Vincent n’est pas populaire dans son école. Intimidé au quotidien à cause de son allure vieillotte et de ses bonnes notes, le garçon vit un enfer au secondaire. Jusqu’au jour où un crayon magique va lui permettre de révéler un talent pour le dessin, et changer le regard des autres sur lui.
Ces quelques lignes forment l’histoire du Crayon magique, le premier roman d’Alexandra Roy. Si l’intimidation a été au cœur de l’actualité ces derniers mois, la jeune auteure n’a pas attendu la polémique pour s’atteler à l’écriture de son livre. Celui qui n’était à l’origine qu’un «petit gars dans sa chambre avec un crayon» avant de devenir «Vincent l’intimidé» est né dans son imagination il y a cinq ans environ. Elle l’a fait évoluer d’année en année, de page en page, peaufinant son texte lors de ses temps perdus.
L’histoire est universelle, mais Vincent est un personnage existant, un garçon qu’Alexandra a vu se faire écœurer pendant deux ans. «Je me suis demandée ce qu’il était devenu. Je suis sûre qu’aujourd’hui il a réussi sa vie, mais je ne fais que présumer ce qui lui est arrivé», raconte-t-elle. La jeune femme n’a pas osé contacter le vrai Vincent, mais pense qu’il pourrait se reconnaître dans ses mots.
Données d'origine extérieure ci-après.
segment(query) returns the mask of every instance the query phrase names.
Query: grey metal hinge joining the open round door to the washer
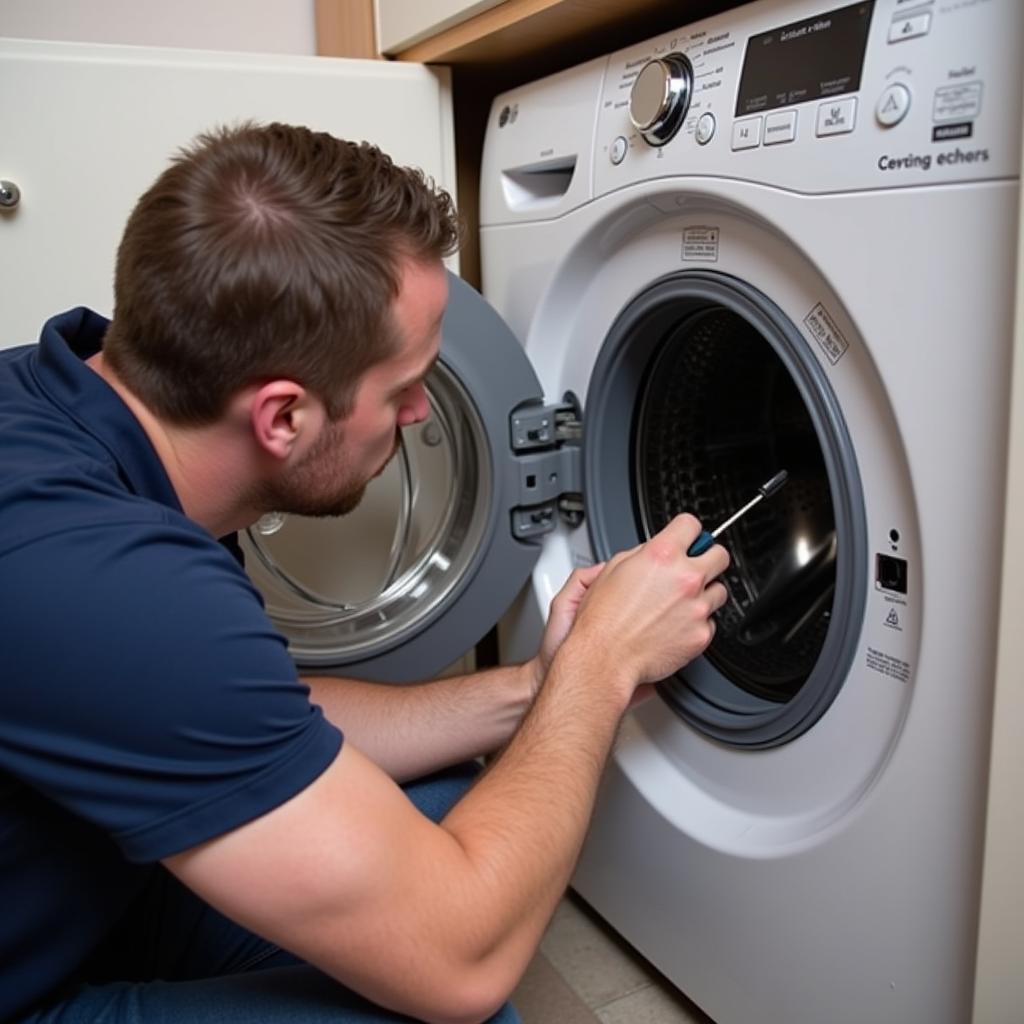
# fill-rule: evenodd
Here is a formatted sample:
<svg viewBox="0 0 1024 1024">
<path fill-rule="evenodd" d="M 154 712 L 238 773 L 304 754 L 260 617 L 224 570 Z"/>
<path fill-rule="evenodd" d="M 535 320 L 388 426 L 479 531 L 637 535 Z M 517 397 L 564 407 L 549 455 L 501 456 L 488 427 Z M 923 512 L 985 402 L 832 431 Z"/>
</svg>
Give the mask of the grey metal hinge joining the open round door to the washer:
<svg viewBox="0 0 1024 1024">
<path fill-rule="evenodd" d="M 583 418 L 571 392 L 558 406 L 518 409 L 509 418 L 518 469 L 518 500 L 512 508 L 516 538 L 549 534 L 559 518 L 583 522 Z"/>
</svg>

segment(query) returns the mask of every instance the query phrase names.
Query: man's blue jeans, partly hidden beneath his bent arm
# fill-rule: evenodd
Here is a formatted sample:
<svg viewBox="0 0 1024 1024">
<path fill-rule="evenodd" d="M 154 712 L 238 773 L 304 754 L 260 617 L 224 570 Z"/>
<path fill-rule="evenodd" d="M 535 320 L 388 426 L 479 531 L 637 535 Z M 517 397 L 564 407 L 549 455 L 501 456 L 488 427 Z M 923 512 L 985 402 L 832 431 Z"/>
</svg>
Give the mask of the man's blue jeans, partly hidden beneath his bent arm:
<svg viewBox="0 0 1024 1024">
<path fill-rule="evenodd" d="M 406 786 L 438 821 L 476 765 Z M 240 928 L 160 867 L 144 897 L 97 950 L 88 982 L 19 1024 L 397 1024 L 382 1010 L 291 953 Z M 506 1005 L 492 1024 L 519 1024 Z"/>
</svg>

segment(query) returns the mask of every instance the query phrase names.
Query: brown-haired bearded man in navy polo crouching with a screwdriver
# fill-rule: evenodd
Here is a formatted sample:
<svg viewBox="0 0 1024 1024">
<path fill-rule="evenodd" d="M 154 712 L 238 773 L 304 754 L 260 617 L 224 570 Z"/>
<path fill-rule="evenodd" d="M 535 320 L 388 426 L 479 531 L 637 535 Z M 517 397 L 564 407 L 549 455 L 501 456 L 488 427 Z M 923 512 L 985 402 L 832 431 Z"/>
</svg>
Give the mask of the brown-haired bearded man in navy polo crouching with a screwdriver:
<svg viewBox="0 0 1024 1024">
<path fill-rule="evenodd" d="M 525 665 L 310 693 L 216 540 L 357 504 L 428 414 L 457 239 L 370 145 L 217 132 L 133 211 L 113 323 L 0 358 L 3 1019 L 515 1019 L 620 718 L 710 642 L 725 551 L 687 558 L 681 516 L 573 573 Z"/>
</svg>

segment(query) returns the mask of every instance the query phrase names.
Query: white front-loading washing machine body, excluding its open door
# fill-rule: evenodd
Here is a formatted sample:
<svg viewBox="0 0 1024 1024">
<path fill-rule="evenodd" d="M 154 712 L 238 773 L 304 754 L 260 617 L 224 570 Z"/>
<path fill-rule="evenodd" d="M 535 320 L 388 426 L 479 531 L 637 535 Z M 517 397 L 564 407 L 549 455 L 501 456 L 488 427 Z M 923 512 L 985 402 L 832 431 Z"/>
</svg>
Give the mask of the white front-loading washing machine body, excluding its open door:
<svg viewBox="0 0 1024 1024">
<path fill-rule="evenodd" d="M 728 435 L 778 364 L 820 447 L 835 528 L 813 665 L 773 694 L 733 685 L 731 655 L 712 657 L 633 712 L 573 882 L 722 1024 L 970 1018 L 1022 39 L 1016 0 L 765 0 L 513 90 L 492 113 L 484 296 L 548 400 L 583 407 L 585 521 L 549 536 L 502 625 L 504 656 L 531 652 L 573 565 L 658 524 L 647 506 L 678 467 L 644 465 L 655 414 L 679 414 L 657 456 L 671 461 L 684 429 Z M 673 54 L 692 68 L 689 109 L 651 144 L 631 91 L 642 121 L 634 85 L 656 73 L 671 106 Z M 732 328 L 700 352 L 740 324 L 771 353 L 753 383 L 736 359 L 705 373 L 691 358 L 711 314 Z M 760 394 L 746 429 L 771 422 L 778 394 Z M 756 449 L 764 479 L 787 468 L 770 465 L 781 442 L 743 445 L 707 465 L 728 475 Z M 700 481 L 680 486 L 693 510 L 714 507 Z M 801 559 L 800 528 L 792 539 L 803 569 L 816 556 Z M 735 544 L 740 571 L 757 538 Z M 791 625 L 783 647 L 806 624 Z"/>
</svg>

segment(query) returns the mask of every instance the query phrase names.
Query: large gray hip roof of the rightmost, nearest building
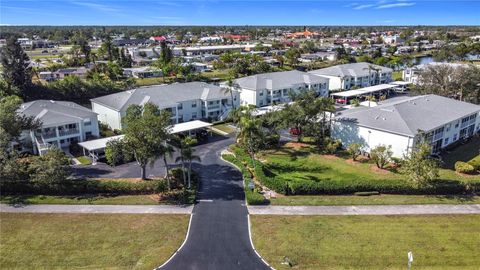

Il n’est probablement pas le seul. Alexandra Roy s’est nourrie de faits vécus par d’autres personnes de son entourage pour rendre son roman réaliste. Mais elle a aussi mis du sien dans le Crayon magique. «Dans ce livre je m’expose, il y a des parties de moi dans Vicky, l’héroïne, elle dit et fait ce que j’aurais aimé faire à cette époque pour aider ce garçon.»
Savoir qui l’on est
«Les personnages intimidateurs que je décris existent, ils formaient le groupe idéal des jeunes de cet âge, ils étaient beaux et portaient beaucoup de marques», se souvient Alexandra. Cet aspect-là l’a beaucoup frappée. «Tout est dans l’apparence, c’est ridicule. Tu as des marques, tu es populaire, mais qu’est-ce que tu as après ?»
Son roman, destiné aux lecteurs de 9 à 12 ans, mais également à monsieur et madame tout-le-monde, veut faire passer un message d’espoir, sans l’asséner. «Cela se veut avant tout divertissant, le but c’est de prendre du plaisir et de réaliser que la confiance en soi permet de passer au-dessus des mauvais moments. Les adolescents sont cruels et superficiels, mais il y a une vie après le secondaire.»
Le crayon qui donne son titre au livre agit comme un catalyseur de talent pour Vincent, «mais il n’a rien de magique dans le fond», explique Alexandra. Il permet au personnage principal de réaliser que les autres ont le pouvoir qu’on veut bien leur donner. «Il ne faut pas oublier qui l’on est surtout. À divers degré de sa scolarité, et même ensuite dans un nouveau boulot, tout le monde veut se sentir aimé et accepté. Être intimidateur ou intimidé est un phénomène presque normal, mais qui ne devrait pas être accepté», conclut Alexandra Roy.